Scott presented at ROSE’s 6th Annual Breastfeeding Summit: Health Equity Through Breastfeeding, where she reviewed the challenges presented when mothers and babies endure traumatic separation after birth. She talked about what to do when breastfeeding isn’t appropriate due to babies’ skill level. Skin-to-skin is almost always first on the list, because it regulates body temperature and respiration rates, naturally sedates mother and child, among a slew of other benefits.

When babies advance and begin to show feeding cues but still might not be able to sustain a full feed, recreational nursing– where baby engages in non-nutritive sucking– is encouraged. Mothers then pump to ‘empty’ the breast. This practice allows bonding between mother and child to continue, and prompts mothers’ bodies to continue to produce milk.

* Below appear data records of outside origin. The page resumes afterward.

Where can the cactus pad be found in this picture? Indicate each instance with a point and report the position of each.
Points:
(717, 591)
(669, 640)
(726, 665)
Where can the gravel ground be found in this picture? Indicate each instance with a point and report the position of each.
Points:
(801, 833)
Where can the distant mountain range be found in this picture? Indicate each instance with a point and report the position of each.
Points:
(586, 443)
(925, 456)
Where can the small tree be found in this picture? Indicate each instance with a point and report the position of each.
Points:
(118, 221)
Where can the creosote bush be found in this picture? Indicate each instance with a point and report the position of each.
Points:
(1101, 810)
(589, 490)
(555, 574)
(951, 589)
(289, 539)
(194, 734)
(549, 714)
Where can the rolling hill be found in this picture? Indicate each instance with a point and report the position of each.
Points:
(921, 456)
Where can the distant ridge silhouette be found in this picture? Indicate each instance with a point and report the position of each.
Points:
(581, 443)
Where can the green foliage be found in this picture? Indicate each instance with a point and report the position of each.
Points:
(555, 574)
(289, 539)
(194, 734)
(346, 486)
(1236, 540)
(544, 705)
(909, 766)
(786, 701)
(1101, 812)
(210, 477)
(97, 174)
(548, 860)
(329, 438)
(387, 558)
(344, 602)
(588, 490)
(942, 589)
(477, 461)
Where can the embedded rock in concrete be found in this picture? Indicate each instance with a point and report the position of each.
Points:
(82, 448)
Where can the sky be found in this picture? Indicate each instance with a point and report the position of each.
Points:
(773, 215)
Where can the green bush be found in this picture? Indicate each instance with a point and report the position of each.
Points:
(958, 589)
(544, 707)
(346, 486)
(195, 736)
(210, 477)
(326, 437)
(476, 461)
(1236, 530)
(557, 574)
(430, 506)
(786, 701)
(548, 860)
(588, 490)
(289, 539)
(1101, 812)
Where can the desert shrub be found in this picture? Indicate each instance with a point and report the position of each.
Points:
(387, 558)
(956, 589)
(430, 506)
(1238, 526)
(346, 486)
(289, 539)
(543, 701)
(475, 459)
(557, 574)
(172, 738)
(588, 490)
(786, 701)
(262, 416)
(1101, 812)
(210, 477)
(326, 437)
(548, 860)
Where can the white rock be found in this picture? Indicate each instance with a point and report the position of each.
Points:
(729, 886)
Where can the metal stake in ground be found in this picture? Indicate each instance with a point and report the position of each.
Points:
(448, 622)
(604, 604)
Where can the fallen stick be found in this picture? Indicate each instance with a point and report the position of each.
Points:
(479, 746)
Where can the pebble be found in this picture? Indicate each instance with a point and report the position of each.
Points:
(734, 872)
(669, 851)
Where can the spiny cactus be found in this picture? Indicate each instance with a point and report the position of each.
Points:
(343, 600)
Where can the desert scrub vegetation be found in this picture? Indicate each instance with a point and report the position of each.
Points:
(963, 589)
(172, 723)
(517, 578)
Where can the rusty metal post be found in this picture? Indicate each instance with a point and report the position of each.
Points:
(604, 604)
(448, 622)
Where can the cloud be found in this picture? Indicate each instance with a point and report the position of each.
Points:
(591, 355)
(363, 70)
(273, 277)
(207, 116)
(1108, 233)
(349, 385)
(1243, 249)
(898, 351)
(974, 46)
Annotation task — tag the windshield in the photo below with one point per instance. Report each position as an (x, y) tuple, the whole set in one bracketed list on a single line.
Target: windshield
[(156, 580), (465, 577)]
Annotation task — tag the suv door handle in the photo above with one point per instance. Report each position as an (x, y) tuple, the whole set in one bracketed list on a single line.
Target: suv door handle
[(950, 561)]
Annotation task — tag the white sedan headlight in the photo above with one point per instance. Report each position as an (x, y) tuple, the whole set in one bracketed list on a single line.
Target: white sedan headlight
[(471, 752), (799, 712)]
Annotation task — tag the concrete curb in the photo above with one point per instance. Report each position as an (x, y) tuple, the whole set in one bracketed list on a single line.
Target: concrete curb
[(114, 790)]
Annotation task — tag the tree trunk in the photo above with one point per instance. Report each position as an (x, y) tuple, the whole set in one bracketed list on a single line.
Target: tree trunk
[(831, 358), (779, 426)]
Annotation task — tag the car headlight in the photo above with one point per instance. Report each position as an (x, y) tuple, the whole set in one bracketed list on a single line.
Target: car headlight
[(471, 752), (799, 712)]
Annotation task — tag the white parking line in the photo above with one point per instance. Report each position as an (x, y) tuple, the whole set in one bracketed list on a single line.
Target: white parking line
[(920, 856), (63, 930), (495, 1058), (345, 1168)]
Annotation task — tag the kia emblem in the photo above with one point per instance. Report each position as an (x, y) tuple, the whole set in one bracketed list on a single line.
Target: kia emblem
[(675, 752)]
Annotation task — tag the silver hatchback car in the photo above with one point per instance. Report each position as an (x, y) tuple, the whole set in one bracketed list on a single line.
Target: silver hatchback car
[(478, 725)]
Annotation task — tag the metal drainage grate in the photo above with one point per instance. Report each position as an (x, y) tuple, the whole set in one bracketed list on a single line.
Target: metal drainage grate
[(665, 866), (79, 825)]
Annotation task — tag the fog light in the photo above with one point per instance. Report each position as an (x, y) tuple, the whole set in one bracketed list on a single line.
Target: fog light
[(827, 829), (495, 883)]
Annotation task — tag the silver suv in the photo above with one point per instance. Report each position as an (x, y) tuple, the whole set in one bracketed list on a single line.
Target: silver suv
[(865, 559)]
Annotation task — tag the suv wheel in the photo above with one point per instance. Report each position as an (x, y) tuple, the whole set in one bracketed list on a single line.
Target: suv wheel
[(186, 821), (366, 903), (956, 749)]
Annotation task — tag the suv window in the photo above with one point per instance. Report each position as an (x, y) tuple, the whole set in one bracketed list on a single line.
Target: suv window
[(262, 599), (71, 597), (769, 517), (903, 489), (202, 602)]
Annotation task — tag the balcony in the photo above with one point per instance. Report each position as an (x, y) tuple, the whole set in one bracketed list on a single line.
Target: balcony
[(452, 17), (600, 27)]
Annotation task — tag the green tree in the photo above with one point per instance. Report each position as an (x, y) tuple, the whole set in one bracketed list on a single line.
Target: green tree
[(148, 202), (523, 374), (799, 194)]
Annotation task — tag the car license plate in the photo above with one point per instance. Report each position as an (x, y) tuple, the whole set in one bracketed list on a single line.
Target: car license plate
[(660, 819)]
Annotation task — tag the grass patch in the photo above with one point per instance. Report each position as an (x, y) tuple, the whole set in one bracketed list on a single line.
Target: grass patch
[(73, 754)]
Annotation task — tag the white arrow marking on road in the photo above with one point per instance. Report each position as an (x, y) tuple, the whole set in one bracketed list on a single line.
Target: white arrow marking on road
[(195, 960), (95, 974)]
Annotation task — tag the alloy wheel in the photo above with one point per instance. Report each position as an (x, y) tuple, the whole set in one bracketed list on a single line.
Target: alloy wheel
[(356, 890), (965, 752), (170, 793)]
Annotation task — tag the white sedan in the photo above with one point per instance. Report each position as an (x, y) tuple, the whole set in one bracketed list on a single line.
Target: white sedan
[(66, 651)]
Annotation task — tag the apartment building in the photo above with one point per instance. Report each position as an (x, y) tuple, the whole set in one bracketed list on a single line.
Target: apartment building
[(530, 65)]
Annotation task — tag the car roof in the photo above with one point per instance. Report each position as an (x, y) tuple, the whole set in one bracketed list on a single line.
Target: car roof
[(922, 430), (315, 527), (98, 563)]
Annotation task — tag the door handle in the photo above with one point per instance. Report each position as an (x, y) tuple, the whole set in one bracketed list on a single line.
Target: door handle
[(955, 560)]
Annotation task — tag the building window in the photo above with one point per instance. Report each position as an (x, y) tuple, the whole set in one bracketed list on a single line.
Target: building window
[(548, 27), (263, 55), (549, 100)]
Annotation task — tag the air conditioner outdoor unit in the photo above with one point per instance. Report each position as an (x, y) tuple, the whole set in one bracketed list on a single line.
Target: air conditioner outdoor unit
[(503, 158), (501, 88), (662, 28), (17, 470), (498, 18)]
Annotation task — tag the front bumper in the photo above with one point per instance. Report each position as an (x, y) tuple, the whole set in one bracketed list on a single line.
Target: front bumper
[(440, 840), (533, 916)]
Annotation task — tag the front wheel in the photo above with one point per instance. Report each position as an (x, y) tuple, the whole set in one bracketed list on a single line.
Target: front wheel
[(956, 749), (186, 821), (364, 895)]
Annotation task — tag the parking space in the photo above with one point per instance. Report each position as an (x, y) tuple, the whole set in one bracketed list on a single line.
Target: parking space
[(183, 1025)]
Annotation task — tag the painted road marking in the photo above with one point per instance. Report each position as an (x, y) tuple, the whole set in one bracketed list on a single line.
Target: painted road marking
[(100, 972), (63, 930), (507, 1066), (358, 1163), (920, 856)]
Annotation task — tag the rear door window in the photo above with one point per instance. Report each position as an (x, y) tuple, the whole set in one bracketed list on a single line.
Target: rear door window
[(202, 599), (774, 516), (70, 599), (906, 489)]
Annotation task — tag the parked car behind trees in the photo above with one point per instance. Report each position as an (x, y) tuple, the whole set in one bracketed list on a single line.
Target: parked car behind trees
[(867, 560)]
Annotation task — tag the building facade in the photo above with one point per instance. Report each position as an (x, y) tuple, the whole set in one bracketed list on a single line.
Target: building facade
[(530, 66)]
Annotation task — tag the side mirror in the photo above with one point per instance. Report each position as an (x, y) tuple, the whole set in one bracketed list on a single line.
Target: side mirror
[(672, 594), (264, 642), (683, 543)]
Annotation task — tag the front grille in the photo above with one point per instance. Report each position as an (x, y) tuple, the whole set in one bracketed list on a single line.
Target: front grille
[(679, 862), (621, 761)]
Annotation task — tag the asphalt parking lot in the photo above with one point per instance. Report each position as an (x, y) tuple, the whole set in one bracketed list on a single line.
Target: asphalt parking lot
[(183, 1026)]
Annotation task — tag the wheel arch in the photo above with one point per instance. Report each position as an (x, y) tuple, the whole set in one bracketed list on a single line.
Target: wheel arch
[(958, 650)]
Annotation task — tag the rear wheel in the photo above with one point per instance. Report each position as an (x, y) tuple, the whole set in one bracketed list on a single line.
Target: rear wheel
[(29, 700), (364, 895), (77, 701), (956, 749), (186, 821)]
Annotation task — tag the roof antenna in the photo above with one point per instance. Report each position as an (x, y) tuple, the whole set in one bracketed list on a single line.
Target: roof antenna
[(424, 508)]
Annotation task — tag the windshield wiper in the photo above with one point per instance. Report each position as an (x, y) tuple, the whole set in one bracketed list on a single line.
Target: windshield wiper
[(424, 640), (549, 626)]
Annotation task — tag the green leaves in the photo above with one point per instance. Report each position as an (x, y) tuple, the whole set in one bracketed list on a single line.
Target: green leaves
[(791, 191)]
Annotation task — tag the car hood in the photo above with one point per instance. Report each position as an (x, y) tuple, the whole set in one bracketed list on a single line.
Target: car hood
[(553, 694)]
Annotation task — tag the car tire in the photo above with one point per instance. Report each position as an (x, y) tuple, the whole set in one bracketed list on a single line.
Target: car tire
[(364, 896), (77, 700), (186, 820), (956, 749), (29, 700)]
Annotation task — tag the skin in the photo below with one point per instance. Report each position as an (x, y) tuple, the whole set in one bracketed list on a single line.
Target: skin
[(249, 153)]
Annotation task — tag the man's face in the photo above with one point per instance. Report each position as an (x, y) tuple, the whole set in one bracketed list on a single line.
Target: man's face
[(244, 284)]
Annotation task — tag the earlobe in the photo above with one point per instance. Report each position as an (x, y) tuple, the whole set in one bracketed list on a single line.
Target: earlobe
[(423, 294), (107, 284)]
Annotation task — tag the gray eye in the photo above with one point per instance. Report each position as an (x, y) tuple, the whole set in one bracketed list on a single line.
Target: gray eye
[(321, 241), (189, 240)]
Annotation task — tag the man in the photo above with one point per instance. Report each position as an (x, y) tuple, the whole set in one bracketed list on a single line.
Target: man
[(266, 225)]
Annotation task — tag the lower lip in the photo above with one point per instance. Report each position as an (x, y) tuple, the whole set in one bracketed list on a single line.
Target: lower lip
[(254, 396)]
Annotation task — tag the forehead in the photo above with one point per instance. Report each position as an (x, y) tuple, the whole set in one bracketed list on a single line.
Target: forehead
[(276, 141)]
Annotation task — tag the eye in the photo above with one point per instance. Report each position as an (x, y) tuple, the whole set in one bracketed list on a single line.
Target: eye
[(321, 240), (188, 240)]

As baby continues to rehabilitate and demonstrates readiness to breastfeed entirely, usually sometime between 32 and 37 weeks gestation when the the suck-swallow-breath pattern and respiratory stability begin to mature, Scott encourages more frequent feedings.  

After completing The Lactation Counselor Training Course, Scott says she gained new perspective on feeding difficulties. While her work once focused on the infant, Scott says she gained appreciation for understanding the mother too.

“I was mind-blown all week,” she says. “Why didn’t I have this education before?”

As she works toward becoming an IBCLC, Scott completed The Milk Mob Community Breastfeeding Supporter training.

“I love The Milk Mob and having access to the resources to better help my clients,” she says.   

Scott also celebrates inclusion in her practice as an Ally to the LGBTQ community, officially credentialed through OutCare Health, a nonprofit dedicated to providing cultural knowledge to medical and other care providers. Tomorrow, Scott will present about breastfeeding at the University of Louisville which will be recorded and included on OutCare Health’s website as part of its evolving health certificate.

In March 2018, Scott and colleagues will present about breast wound care at a state language pathology conference.